Miras las nubes en el suelo, miras el azul del cielo. Estiras tu brazo, esperando con ello alcanzar una de sus manos. La fatiga ya no es uno de tus padecimientos, recuérdalo, no te sorprenda haber corrido todo este tramo y seguir haciéndolo sin problema que, aunque tu condición era buena, tendrías tus pulmones trabajando más de lo normal, igual a tu corazón que ya reventó, no aquí sino allá abajo, y entonces todo ese sentir físico te invadiría y no solamente las ansias propias de un alma que espera entrar en contacto con otra. Corre y no te detengas, te dice, pero no la escuchas, Si tras de mí has de irte eternamente, hazlo sin dudar, cualquier cosa será mejor que permanecer aquí, ahora lo entiendo, y cuando pase tu confusión, lo harás también. Y cuando menos lo esperaste, dejó que tomaras su mano, como antes lo había hecho, sólo que ahora no tiene alas, no está desnuda, viste de blanco y no sabes si eso significa algo, mas no te importan otras cosas que no sean sus cabellos alborotados por la carrera, esa mano que ahora ya no te suelta y el azul de los ojos que te miran con verdadero amor, concepto impreciso para el cual ya tienes una definición; no te das cuenta que tus ojos la ven igual, pues sólo las almas, una vez liberadas del estorbo corporal, podrían compartir una mirada de tal profundidad.

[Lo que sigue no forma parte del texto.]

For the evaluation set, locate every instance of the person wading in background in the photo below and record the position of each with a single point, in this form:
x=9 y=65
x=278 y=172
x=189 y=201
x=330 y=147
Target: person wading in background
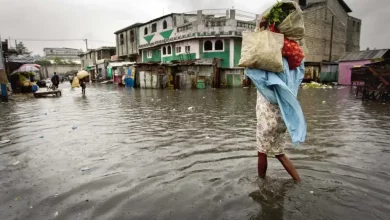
x=55 y=80
x=83 y=85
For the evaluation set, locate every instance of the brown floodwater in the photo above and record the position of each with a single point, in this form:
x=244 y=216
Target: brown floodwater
x=142 y=154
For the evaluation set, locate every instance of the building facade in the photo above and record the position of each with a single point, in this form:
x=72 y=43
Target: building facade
x=127 y=42
x=330 y=31
x=95 y=61
x=65 y=54
x=200 y=35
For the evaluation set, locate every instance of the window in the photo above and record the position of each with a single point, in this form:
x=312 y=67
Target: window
x=121 y=39
x=208 y=45
x=149 y=53
x=132 y=36
x=188 y=49
x=302 y=2
x=165 y=25
x=218 y=45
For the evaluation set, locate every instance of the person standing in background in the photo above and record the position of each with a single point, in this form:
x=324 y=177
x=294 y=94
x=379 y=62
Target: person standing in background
x=83 y=86
x=55 y=80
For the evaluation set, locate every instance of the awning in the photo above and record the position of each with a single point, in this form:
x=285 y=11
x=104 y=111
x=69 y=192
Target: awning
x=119 y=64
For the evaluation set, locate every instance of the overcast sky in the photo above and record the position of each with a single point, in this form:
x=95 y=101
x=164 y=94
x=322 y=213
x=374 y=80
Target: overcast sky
x=97 y=20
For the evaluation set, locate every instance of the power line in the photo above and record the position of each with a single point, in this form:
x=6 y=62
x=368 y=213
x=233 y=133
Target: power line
x=42 y=40
x=32 y=39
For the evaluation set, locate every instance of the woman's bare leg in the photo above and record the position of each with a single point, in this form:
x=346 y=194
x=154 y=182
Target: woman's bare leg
x=262 y=164
x=288 y=165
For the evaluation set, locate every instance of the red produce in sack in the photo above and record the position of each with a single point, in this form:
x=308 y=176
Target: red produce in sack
x=293 y=53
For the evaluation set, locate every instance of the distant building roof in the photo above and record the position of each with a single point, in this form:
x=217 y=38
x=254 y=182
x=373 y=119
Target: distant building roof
x=106 y=48
x=129 y=27
x=51 y=48
x=342 y=3
x=363 y=55
x=345 y=6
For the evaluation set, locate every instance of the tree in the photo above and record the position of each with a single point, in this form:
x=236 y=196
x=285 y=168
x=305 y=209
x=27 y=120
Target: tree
x=58 y=61
x=43 y=62
x=21 y=49
x=70 y=62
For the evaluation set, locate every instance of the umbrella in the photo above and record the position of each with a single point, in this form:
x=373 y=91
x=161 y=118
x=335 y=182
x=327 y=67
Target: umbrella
x=27 y=68
x=82 y=74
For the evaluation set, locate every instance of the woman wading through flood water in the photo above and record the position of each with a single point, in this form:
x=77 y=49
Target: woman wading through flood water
x=275 y=64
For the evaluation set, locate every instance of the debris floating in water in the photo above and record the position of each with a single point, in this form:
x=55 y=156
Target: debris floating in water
x=5 y=141
x=316 y=85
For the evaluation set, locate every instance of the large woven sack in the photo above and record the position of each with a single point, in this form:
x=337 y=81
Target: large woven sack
x=82 y=74
x=262 y=50
x=293 y=26
x=75 y=82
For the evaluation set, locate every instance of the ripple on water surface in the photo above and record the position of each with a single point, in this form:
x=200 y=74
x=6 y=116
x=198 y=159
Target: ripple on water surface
x=143 y=154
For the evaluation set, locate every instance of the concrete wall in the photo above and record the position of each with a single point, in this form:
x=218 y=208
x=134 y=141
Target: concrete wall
x=88 y=59
x=318 y=24
x=48 y=71
x=190 y=75
x=353 y=34
x=128 y=48
x=232 y=78
x=345 y=70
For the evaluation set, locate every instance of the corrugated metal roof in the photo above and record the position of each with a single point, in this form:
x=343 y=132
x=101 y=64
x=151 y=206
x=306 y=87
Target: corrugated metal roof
x=128 y=27
x=363 y=55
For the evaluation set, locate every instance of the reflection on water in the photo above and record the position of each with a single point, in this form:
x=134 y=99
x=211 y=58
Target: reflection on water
x=145 y=154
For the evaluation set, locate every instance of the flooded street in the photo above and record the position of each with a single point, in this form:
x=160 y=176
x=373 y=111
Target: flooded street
x=121 y=153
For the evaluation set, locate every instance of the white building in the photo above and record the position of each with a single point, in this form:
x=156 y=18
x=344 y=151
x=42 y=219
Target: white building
x=65 y=54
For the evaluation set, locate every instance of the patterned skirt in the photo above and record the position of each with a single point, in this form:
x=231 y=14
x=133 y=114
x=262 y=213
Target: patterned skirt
x=271 y=130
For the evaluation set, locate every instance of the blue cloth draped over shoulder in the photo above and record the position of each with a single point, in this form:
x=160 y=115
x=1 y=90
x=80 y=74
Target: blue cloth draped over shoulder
x=282 y=89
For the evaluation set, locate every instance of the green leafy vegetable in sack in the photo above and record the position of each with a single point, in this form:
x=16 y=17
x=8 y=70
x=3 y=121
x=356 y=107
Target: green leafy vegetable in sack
x=279 y=12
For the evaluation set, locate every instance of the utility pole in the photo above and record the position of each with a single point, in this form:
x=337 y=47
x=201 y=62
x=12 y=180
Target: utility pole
x=86 y=44
x=331 y=40
x=3 y=75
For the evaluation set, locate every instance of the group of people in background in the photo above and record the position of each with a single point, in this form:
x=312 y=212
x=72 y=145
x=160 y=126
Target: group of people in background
x=55 y=79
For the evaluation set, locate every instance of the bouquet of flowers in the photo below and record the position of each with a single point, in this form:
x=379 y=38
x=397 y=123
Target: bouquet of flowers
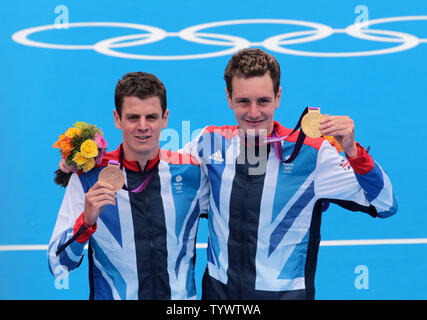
x=82 y=146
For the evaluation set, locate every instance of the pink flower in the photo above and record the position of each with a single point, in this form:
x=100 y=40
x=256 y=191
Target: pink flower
x=100 y=141
x=99 y=157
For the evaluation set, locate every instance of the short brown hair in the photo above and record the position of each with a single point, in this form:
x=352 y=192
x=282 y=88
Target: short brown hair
x=248 y=63
x=142 y=85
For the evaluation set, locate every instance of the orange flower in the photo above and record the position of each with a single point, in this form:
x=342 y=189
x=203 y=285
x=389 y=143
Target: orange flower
x=71 y=132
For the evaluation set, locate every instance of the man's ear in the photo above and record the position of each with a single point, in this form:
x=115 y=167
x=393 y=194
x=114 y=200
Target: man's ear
x=117 y=120
x=278 y=97
x=228 y=98
x=165 y=119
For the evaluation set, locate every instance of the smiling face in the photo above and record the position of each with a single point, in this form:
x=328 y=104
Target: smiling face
x=141 y=122
x=254 y=103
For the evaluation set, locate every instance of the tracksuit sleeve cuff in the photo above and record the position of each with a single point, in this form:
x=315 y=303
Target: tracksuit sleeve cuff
x=82 y=231
x=363 y=163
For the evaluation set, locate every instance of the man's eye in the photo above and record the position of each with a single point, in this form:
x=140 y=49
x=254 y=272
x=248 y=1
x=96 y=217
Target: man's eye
x=264 y=101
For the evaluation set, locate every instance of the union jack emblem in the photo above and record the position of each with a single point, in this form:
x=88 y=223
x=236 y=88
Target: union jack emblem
x=345 y=164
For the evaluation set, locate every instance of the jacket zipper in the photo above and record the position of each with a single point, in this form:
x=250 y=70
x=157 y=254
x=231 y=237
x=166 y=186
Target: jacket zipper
x=243 y=231
x=150 y=234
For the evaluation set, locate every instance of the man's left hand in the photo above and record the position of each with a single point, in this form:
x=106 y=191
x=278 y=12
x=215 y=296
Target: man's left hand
x=342 y=129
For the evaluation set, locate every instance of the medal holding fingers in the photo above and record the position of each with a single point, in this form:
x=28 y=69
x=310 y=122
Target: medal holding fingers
x=113 y=175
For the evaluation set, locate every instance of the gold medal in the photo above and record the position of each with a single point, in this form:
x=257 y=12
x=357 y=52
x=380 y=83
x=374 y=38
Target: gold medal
x=113 y=175
x=310 y=123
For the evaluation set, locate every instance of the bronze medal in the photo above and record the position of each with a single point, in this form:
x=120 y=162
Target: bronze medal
x=310 y=123
x=113 y=175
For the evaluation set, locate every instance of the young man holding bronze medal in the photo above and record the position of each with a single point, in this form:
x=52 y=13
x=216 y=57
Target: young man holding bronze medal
x=140 y=227
x=269 y=185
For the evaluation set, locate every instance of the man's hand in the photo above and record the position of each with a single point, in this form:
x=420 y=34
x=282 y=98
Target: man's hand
x=64 y=168
x=342 y=129
x=97 y=197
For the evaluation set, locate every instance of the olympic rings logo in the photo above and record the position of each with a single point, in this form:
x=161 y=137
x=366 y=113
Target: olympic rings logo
x=232 y=43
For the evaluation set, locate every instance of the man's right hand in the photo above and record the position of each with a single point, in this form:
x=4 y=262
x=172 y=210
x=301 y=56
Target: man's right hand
x=96 y=198
x=64 y=168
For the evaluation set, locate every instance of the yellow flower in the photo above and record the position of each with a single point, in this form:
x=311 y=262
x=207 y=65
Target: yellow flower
x=79 y=159
x=89 y=149
x=70 y=133
x=89 y=164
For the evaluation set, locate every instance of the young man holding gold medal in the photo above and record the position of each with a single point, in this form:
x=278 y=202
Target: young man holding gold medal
x=138 y=210
x=269 y=185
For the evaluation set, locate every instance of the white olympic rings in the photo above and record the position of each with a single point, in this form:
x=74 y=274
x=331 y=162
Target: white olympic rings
x=197 y=34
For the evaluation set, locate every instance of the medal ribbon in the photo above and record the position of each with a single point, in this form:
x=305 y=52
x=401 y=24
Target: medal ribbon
x=146 y=180
x=275 y=139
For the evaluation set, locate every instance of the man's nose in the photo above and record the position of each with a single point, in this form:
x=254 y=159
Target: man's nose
x=253 y=111
x=142 y=124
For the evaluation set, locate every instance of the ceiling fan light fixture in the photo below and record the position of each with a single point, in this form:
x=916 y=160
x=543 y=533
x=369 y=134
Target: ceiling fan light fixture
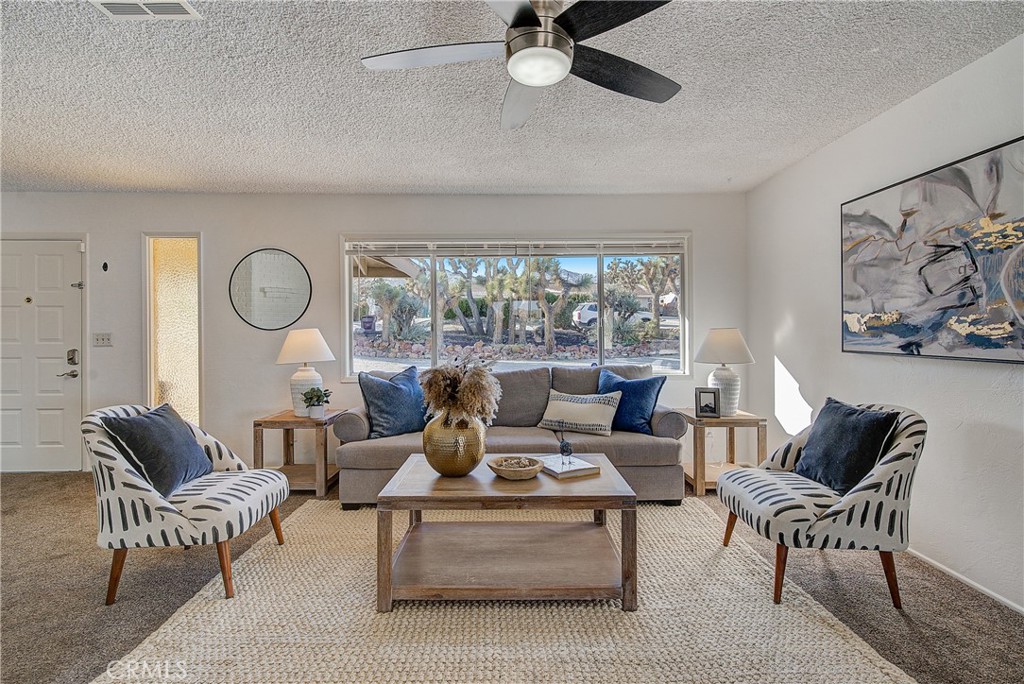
x=539 y=66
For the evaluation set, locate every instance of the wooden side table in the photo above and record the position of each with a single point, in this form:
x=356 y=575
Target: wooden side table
x=704 y=476
x=316 y=476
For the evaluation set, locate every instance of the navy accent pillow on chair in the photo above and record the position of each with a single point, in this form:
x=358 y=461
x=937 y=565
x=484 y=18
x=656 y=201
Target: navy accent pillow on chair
x=638 y=401
x=160 y=446
x=395 y=405
x=845 y=443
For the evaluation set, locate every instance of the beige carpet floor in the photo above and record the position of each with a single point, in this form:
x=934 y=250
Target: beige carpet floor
x=305 y=612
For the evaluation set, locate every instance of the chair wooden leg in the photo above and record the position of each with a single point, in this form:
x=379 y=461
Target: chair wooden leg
x=889 y=565
x=116 y=567
x=730 y=523
x=275 y=521
x=224 y=554
x=781 y=552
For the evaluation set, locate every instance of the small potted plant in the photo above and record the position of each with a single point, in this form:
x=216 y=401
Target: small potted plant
x=315 y=398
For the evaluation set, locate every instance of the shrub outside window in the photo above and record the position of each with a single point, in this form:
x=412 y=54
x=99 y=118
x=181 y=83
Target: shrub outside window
x=517 y=304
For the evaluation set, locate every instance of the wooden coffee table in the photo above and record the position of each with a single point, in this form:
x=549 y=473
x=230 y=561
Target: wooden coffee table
x=510 y=559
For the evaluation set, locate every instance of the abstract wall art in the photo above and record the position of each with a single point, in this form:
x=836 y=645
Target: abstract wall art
x=934 y=265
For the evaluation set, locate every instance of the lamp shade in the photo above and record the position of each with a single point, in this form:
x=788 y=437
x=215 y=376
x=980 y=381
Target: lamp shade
x=304 y=346
x=724 y=345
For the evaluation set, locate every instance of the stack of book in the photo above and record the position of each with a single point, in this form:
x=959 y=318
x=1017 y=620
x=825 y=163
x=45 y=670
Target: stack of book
x=564 y=467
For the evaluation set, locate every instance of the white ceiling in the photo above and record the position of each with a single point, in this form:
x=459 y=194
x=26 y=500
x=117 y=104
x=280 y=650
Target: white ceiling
x=270 y=96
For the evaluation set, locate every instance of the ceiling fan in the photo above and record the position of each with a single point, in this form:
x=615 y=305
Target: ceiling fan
x=542 y=46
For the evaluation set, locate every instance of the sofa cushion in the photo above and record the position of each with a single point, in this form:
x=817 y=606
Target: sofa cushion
x=520 y=440
x=845 y=443
x=160 y=446
x=582 y=413
x=524 y=396
x=584 y=380
x=387 y=453
x=639 y=398
x=629 y=449
x=394 y=405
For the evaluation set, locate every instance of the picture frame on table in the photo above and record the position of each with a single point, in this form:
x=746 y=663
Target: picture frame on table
x=707 y=402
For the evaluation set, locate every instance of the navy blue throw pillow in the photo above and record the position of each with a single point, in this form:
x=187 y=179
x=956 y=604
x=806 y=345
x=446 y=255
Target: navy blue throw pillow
x=638 y=401
x=395 y=405
x=160 y=446
x=845 y=443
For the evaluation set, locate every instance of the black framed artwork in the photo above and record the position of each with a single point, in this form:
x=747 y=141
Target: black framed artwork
x=707 y=402
x=934 y=265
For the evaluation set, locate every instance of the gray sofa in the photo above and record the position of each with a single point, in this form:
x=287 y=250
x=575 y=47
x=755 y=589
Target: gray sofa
x=651 y=464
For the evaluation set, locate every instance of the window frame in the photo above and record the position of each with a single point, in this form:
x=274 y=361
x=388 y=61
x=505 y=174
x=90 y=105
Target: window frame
x=147 y=360
x=643 y=245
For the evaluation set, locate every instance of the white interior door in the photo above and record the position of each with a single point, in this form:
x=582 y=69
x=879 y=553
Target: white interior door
x=41 y=339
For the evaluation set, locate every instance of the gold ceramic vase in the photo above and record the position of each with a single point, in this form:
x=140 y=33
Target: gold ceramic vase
x=454 y=447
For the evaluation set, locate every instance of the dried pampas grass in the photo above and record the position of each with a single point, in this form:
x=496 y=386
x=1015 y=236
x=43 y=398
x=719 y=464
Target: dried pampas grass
x=464 y=387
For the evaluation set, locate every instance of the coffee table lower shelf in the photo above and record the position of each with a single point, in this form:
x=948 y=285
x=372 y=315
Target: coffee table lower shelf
x=507 y=561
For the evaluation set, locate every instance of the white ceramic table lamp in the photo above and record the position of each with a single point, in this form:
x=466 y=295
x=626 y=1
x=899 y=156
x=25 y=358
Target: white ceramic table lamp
x=725 y=345
x=304 y=346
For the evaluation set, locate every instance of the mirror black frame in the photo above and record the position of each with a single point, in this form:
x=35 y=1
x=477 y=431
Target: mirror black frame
x=297 y=260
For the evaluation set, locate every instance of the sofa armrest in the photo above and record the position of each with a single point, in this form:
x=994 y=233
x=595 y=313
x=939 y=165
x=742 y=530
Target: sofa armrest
x=353 y=425
x=668 y=422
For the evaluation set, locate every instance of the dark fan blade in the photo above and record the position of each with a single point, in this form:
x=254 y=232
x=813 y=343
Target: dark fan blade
x=623 y=76
x=435 y=54
x=519 y=103
x=587 y=18
x=515 y=12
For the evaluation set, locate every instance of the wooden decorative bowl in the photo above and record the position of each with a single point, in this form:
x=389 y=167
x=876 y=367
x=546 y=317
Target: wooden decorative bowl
x=511 y=471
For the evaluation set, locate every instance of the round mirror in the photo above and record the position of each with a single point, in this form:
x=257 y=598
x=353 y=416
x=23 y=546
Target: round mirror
x=269 y=289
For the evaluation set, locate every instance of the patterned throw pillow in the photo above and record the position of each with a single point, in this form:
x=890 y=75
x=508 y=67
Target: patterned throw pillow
x=394 y=405
x=160 y=446
x=581 y=413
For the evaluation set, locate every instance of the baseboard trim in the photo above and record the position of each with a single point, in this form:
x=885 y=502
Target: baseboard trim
x=970 y=583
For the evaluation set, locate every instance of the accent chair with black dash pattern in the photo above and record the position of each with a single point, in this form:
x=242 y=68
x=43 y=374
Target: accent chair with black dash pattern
x=211 y=509
x=796 y=512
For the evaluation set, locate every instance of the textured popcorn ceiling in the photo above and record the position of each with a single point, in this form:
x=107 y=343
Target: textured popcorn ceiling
x=270 y=96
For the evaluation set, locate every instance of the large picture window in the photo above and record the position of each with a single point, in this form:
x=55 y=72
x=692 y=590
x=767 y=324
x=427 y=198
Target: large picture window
x=519 y=304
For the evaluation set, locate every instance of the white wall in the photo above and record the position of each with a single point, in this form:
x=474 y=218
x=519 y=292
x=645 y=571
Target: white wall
x=240 y=377
x=967 y=508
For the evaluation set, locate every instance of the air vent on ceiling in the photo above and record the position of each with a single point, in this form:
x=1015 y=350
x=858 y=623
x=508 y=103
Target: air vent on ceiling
x=134 y=11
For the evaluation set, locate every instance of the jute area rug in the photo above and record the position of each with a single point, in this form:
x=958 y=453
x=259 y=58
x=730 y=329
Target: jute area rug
x=305 y=612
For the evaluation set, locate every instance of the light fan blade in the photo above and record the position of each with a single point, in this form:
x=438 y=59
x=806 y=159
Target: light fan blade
x=587 y=18
x=515 y=12
x=518 y=104
x=613 y=73
x=436 y=54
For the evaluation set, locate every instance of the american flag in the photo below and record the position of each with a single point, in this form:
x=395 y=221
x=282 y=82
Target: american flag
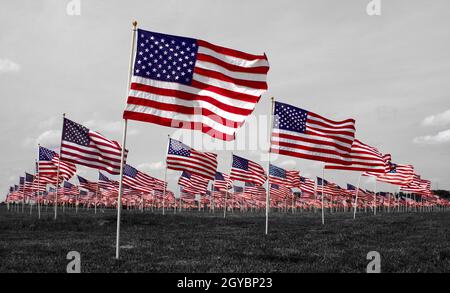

De nuevo esa sonrisa. Con ella aceptó ocultar algo que, sin duda, era de la incumbencia del marido. Guardó silencio unos momentos más, queriendo con ello aumentar la expectación del saiya por la respuesta de la cuestión antes planteada. "Algo tienes" y ella contestó, burlona, cómplice a la vez:
—No. Me dejaste a alguien adentro.
De las nubes emergen. Parecieran ser dragones de luz y pronto se contarán por centenares. Tú no puedes ni quieres saberlo, sólo tienes ojos para ella. No temas: ya estamos cerca, te dice aunque oídos ya no tienes, Lo sé, lo presiento y lo deseo, nuestro destino será diferente. Esos haces de luz vuelan cerca, como si pretendieran amenazarte con su presencia, No hay escapatoria posible, te dicen, No existe la prudente rebeldía, insisten, No hay senderos por transitar, de Él, huellas indelebles en todos hallarán, advierten. Es cuando te percatas de una presencia más, aparte de la tuya, la de ella, y la de los cientos de luces que alrededor de ambos vuelan. Va justo detrás de ti, corriendo del mismo modo, y cuando la sientes lo suficientemente cerca, hacia atrás volteas, estiras el brazo que antes tenías libre y sólo esperas que ella tome tu mano. Corre, pequeña, corre, y lo hace, con una voluntad más fuerte que la mostrada en vida, como si de ello dependiera todo lo que ya ha perdido. Y al fin, los tres unidos por sus manos, en realidad por sus almas, recuerda que estos cuerpos que ahora ves son sólo producto de la nostalgia que siente el espíritu por los auténticos, por la carne y el hueso que ahora de nada sirven, van juntos por un camino y hacia un destino sin definir, desde ahora será así. Salvos serán si nada los detiene jamás.